Dale Cooper, in the form of Dougie Jones, shares the benefit of the universe’s protection with Tim and I, his fellow penitents. Following some obscure rules I won’t unpack here, his allies in the transdimensional Red Room (you know, the weird place with the curtains and the Beetlejuice floors) help him survive his ordeal. First, they rig slot machines, then they steer him towards a fateful cherry pie, all to get him in the good graces of two local mobsters who go on to protect him from the various assassins sent by his arch-nemesis, a transdimensional demon named Bob who’s stolen his body. Later, they direct beams of light to the documents he can barely make sense of from his (that is, Dougie’s) job, helping him uncover major insurance fraud. This sets in motion a complicated chain of events that leads him to re-electrocute himself and return to his own consciousness, finally returning Dale Cooper to us. Agent Cooper saves the day, as usual, with a little help from his friends.
But not all is well.
Cooper ends his story where he began: lost. After another ride inside a powerline, he emerges in another dimension. Like before, he is Cooper, but also sort of isn’t. As usual, he’s trying to do the right thing, reunite the miraculously-not-dead Laura Palmer with her mother. But something’s not right. She’s not home. Judy, the entity who came through the portal and escaped the box in the Manhattan high rise, has beat him to it. Cooper stumbles, his confidence shaken. He looks like me now, sounds like me. He looks around at his Pacific Northwest surroundings, unsteady on his feet. “What year is it?” he asks.

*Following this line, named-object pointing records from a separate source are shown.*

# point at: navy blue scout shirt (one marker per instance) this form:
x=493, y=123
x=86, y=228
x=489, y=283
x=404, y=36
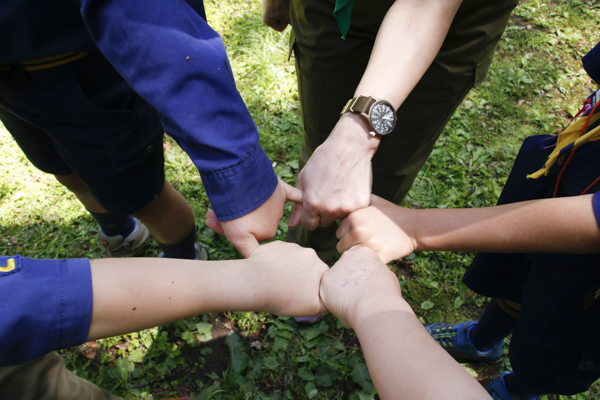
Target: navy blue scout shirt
x=149, y=43
x=45, y=305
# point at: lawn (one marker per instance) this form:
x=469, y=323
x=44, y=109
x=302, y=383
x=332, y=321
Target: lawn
x=536, y=84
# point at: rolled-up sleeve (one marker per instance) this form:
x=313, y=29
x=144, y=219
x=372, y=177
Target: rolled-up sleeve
x=45, y=305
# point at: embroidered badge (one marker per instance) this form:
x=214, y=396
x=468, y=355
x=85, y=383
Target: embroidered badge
x=9, y=265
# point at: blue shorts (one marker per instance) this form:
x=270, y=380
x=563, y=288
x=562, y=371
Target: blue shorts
x=554, y=346
x=83, y=118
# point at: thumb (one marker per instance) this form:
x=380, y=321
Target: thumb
x=213, y=223
x=294, y=194
x=291, y=193
x=245, y=244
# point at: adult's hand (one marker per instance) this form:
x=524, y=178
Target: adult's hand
x=276, y=13
x=246, y=232
x=384, y=227
x=287, y=277
x=337, y=178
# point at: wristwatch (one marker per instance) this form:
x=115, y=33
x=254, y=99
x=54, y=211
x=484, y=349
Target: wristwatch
x=379, y=113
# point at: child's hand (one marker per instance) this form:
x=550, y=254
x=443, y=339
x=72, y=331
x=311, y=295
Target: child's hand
x=288, y=278
x=383, y=226
x=359, y=283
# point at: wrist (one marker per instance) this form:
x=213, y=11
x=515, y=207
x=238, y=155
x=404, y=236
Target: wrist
x=354, y=131
x=366, y=308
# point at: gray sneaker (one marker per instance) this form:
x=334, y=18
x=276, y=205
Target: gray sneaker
x=201, y=253
x=118, y=246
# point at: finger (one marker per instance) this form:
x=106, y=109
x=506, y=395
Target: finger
x=213, y=223
x=296, y=215
x=345, y=243
x=310, y=221
x=291, y=193
x=245, y=244
x=326, y=220
x=343, y=229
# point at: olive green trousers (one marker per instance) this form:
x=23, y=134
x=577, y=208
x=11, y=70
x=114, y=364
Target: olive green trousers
x=329, y=70
x=47, y=378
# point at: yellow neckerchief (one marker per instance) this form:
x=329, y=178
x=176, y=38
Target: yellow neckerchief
x=568, y=137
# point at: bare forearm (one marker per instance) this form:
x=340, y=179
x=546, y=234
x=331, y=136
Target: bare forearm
x=407, y=42
x=139, y=293
x=561, y=225
x=403, y=359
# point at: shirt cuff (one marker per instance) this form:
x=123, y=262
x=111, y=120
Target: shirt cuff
x=237, y=191
x=45, y=305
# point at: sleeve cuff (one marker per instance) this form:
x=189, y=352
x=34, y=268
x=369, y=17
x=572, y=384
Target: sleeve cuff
x=237, y=191
x=45, y=305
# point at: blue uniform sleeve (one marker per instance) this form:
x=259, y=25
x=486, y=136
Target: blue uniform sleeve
x=45, y=305
x=170, y=56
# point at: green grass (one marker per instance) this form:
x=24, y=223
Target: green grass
x=534, y=86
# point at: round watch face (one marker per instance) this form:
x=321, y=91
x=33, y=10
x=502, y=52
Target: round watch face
x=383, y=118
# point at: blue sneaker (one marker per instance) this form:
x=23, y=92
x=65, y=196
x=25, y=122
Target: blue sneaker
x=498, y=390
x=453, y=338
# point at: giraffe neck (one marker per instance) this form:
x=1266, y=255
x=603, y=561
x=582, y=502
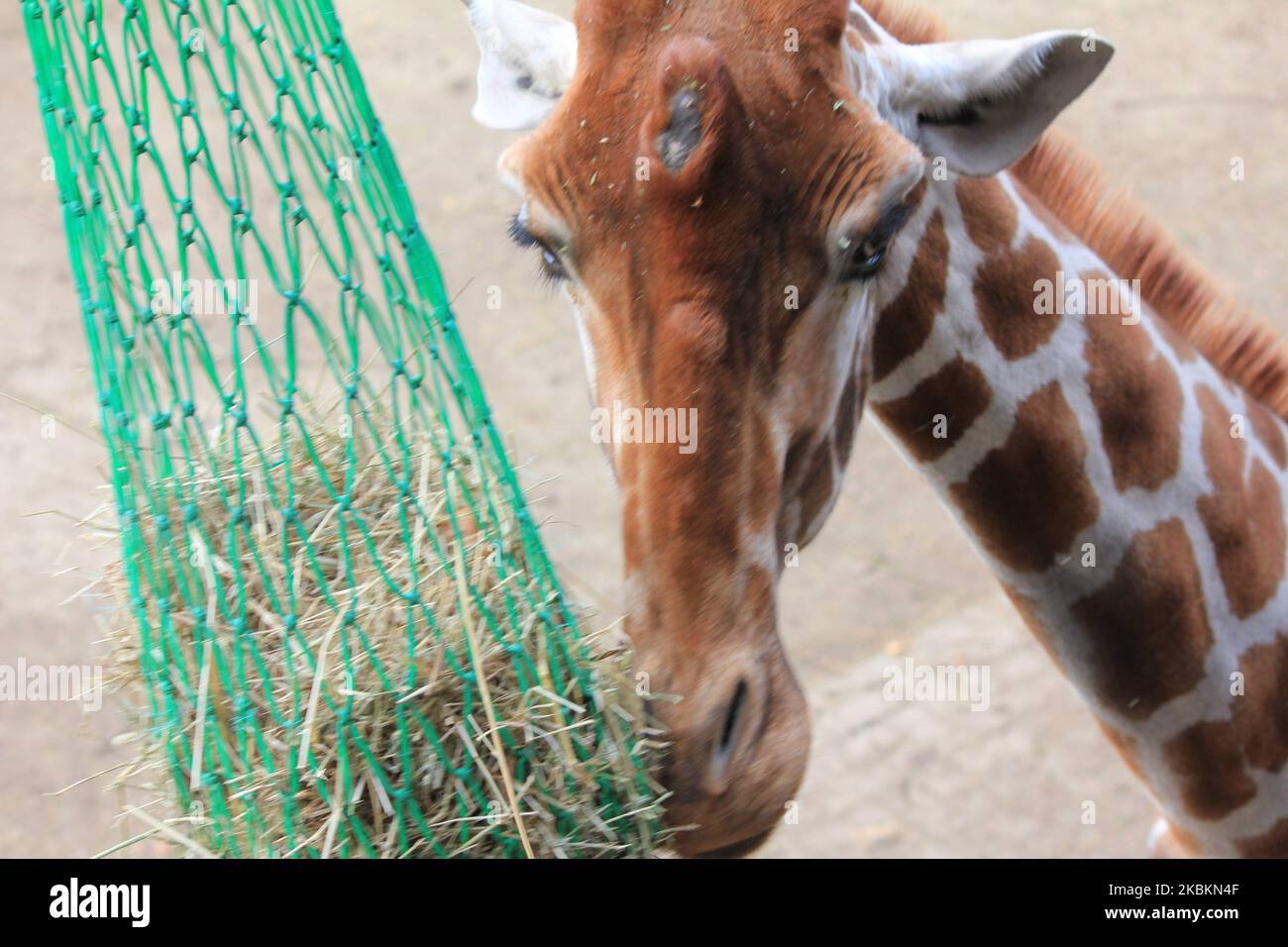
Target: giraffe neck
x=1127, y=496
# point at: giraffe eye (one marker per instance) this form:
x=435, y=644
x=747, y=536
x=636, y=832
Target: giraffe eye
x=864, y=256
x=864, y=261
x=552, y=265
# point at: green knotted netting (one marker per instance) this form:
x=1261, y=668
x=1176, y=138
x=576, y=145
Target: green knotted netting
x=206, y=144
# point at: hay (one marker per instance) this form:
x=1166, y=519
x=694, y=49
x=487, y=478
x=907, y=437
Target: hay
x=373, y=727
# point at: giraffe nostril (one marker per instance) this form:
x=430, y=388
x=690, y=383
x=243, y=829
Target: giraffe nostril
x=732, y=718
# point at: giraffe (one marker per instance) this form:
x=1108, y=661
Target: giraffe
x=1115, y=447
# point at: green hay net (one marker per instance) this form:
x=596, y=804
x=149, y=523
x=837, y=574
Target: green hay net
x=263, y=311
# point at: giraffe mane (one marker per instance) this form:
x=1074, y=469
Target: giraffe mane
x=1240, y=344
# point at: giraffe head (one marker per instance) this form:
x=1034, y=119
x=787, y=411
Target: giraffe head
x=713, y=184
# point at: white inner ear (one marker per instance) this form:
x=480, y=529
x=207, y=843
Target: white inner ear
x=527, y=62
x=982, y=105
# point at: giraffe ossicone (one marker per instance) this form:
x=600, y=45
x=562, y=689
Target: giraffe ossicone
x=841, y=208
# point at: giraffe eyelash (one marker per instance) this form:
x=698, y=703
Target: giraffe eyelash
x=552, y=269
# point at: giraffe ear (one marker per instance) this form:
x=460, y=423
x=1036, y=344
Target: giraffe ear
x=527, y=62
x=983, y=103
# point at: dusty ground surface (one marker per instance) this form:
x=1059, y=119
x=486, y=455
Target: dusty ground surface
x=1196, y=82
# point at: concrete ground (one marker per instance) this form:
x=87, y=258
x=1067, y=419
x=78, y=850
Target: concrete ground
x=1194, y=84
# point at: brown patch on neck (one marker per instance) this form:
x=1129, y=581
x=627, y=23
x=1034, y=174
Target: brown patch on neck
x=1147, y=628
x=1273, y=844
x=952, y=399
x=1244, y=518
x=1029, y=499
x=1260, y=714
x=905, y=325
x=1209, y=763
x=988, y=213
x=1117, y=227
x=1006, y=294
x=1137, y=398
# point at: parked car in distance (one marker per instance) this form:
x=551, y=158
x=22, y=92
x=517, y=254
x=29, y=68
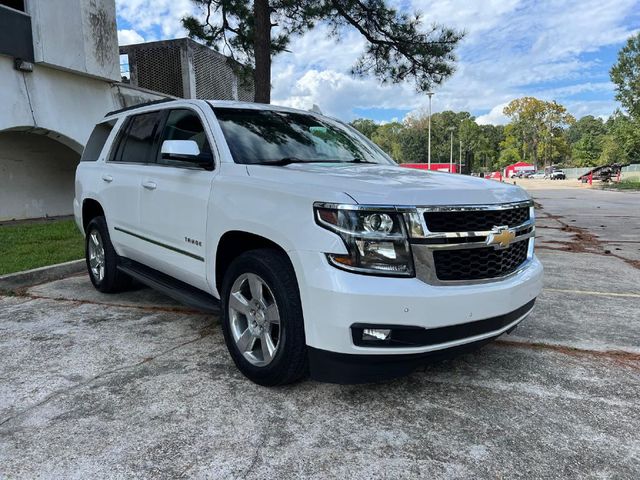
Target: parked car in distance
x=320, y=253
x=536, y=175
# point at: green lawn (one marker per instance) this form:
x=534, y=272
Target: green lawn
x=30, y=245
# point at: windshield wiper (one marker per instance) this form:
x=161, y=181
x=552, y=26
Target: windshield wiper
x=357, y=160
x=289, y=160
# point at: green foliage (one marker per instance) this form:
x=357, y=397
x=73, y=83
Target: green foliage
x=397, y=46
x=388, y=136
x=537, y=125
x=507, y=157
x=626, y=76
x=365, y=126
x=30, y=245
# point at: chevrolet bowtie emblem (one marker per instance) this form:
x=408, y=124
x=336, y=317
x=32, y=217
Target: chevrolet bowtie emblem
x=501, y=237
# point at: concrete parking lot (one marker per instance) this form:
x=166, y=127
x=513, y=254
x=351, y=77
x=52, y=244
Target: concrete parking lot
x=133, y=385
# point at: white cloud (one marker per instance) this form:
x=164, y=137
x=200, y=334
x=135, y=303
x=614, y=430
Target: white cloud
x=512, y=48
x=494, y=117
x=129, y=37
x=156, y=19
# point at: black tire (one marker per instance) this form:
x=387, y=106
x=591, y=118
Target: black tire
x=112, y=280
x=289, y=364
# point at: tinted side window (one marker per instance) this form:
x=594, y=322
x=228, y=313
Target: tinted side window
x=184, y=125
x=137, y=144
x=97, y=140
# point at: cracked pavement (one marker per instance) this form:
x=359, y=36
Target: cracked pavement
x=135, y=386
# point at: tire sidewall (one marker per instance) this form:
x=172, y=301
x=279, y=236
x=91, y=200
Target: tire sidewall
x=99, y=224
x=289, y=310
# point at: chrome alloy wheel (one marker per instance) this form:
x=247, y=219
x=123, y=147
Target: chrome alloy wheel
x=254, y=319
x=96, y=255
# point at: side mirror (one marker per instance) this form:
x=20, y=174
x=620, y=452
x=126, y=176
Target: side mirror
x=185, y=151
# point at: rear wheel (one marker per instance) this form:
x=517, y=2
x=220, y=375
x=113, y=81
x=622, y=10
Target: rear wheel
x=262, y=318
x=102, y=259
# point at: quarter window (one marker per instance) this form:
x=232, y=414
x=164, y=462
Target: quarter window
x=96, y=141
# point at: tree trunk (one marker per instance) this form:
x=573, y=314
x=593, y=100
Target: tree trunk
x=262, y=51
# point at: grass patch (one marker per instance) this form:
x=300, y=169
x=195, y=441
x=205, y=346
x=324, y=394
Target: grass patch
x=626, y=184
x=30, y=245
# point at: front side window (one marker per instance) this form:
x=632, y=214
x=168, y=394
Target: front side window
x=275, y=137
x=137, y=143
x=184, y=124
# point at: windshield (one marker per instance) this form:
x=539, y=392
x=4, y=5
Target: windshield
x=279, y=138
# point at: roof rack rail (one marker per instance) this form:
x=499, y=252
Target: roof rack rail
x=140, y=105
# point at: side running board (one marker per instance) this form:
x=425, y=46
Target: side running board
x=180, y=291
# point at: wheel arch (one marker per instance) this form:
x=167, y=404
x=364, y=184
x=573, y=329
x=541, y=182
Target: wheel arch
x=234, y=243
x=91, y=209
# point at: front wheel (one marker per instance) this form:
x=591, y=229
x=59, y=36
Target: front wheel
x=102, y=259
x=262, y=318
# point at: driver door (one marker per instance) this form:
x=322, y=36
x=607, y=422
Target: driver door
x=174, y=201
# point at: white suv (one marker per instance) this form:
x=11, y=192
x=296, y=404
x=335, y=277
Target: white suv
x=322, y=255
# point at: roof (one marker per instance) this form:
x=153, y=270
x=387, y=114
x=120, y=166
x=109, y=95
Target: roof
x=215, y=104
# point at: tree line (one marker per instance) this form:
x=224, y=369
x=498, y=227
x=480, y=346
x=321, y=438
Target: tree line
x=539, y=132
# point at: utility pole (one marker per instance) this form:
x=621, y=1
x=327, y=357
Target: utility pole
x=429, y=143
x=451, y=129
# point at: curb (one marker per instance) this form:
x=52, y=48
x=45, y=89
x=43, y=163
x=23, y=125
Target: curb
x=13, y=281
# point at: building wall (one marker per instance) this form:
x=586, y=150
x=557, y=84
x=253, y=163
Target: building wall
x=184, y=68
x=36, y=176
x=77, y=35
x=45, y=120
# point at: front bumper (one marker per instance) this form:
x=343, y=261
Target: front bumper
x=344, y=368
x=333, y=300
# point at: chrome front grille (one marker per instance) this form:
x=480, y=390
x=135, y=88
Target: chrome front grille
x=479, y=263
x=467, y=221
x=473, y=244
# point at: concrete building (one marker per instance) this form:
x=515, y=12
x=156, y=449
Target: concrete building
x=59, y=71
x=186, y=69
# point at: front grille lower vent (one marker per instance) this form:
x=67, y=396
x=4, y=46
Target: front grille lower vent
x=479, y=263
x=475, y=221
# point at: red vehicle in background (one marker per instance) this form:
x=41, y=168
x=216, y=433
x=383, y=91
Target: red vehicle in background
x=436, y=167
x=494, y=176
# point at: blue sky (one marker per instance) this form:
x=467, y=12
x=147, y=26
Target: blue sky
x=555, y=50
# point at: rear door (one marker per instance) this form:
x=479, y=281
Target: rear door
x=173, y=202
x=132, y=151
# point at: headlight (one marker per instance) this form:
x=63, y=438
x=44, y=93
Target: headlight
x=375, y=239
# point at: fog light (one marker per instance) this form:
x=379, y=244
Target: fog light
x=376, y=334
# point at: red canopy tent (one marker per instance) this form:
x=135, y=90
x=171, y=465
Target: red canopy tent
x=518, y=167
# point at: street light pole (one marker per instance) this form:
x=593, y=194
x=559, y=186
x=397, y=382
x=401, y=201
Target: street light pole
x=451, y=129
x=429, y=143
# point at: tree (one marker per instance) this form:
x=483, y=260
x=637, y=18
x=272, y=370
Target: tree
x=387, y=137
x=365, y=126
x=586, y=138
x=622, y=144
x=508, y=157
x=397, y=49
x=626, y=75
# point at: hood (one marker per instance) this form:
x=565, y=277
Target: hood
x=392, y=185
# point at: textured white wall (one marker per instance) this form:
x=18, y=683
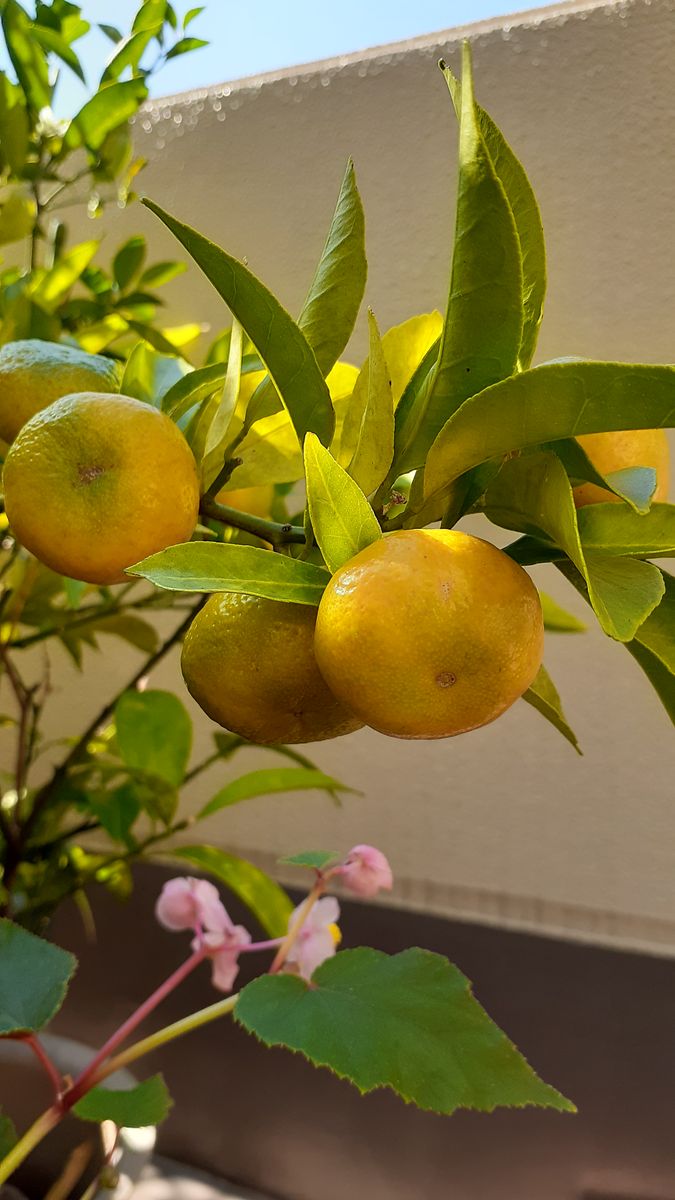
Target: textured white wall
x=506, y=823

It’s a dark ending, and heartbreaking. I wasn’t sure I wanted to watch Twin Peaks: The Return at first. I was sad for Dale Cooper. He ends the original series trapped in a sort of inter-dimensional waiting room, his evil doppelgänger let loose to lay waste to the people he loves. For the show to continue, has has to have spent about 25 years trapped there. I didn’t like this. The idea that a person could lose years of their life was offensive to me. I think because I was still holding onto something, the illusion that I might live a life in which everything is okay. “Okay.” An idea drilled into my head during my upbringing in suburban America, as absurdly fictional in my experience as the electrified tree with a brain on top who Dale Cooper meets in The Return episode 2. Six brutal years since the series aired, it feels like the perfect ending to me. What else could you want? This is our hero. Where he belongs. In the thick of despair, fighting for survival.
This is what life is.
That first time I visited my dementia-stricken grandmother back in 2015, I didn’t think I could go in. I was so afraid that it felt … impossible that it could happen, that I could walk through that door and face her. This is one way of understanding an anxiety attack: the moment when what is imagined to be impossible comes true. To break through the anxiety, I meditate on it as a ball of nothingness. I obliterate with a beam of cleansing light that I’ve summoned from my heart. I used to be scared all the time. And so I had to work on that. And it has been very hard. But the fight has brought me everything good I’ve found. It brought me back to my brother. I call him on his birthday in 2020. We don’t relitigate the past, although we’re also not afraid to discuss it. I tell him how much I love him. Words I’ve been trying to find for my entire life. His struggles have changed him, but so have mine. Tim and I talk all the time now. About the universe. Fate. The interconnectedness of all things.
Before Dale Cooper disappears into another timeline, he makes sure to send the real Dougie (or the closest mystical approximation) back to Janey-E and their son. Before leaving them, Cooper tells them how much joy they brought him during his time as Dougie. Even as he stumbled through life, unable to move or speak, he saw them, from deep within the prison of his mind. Sometimes, if you are very patient, even after years of suffering, the universe will give you that: something worth surviving for.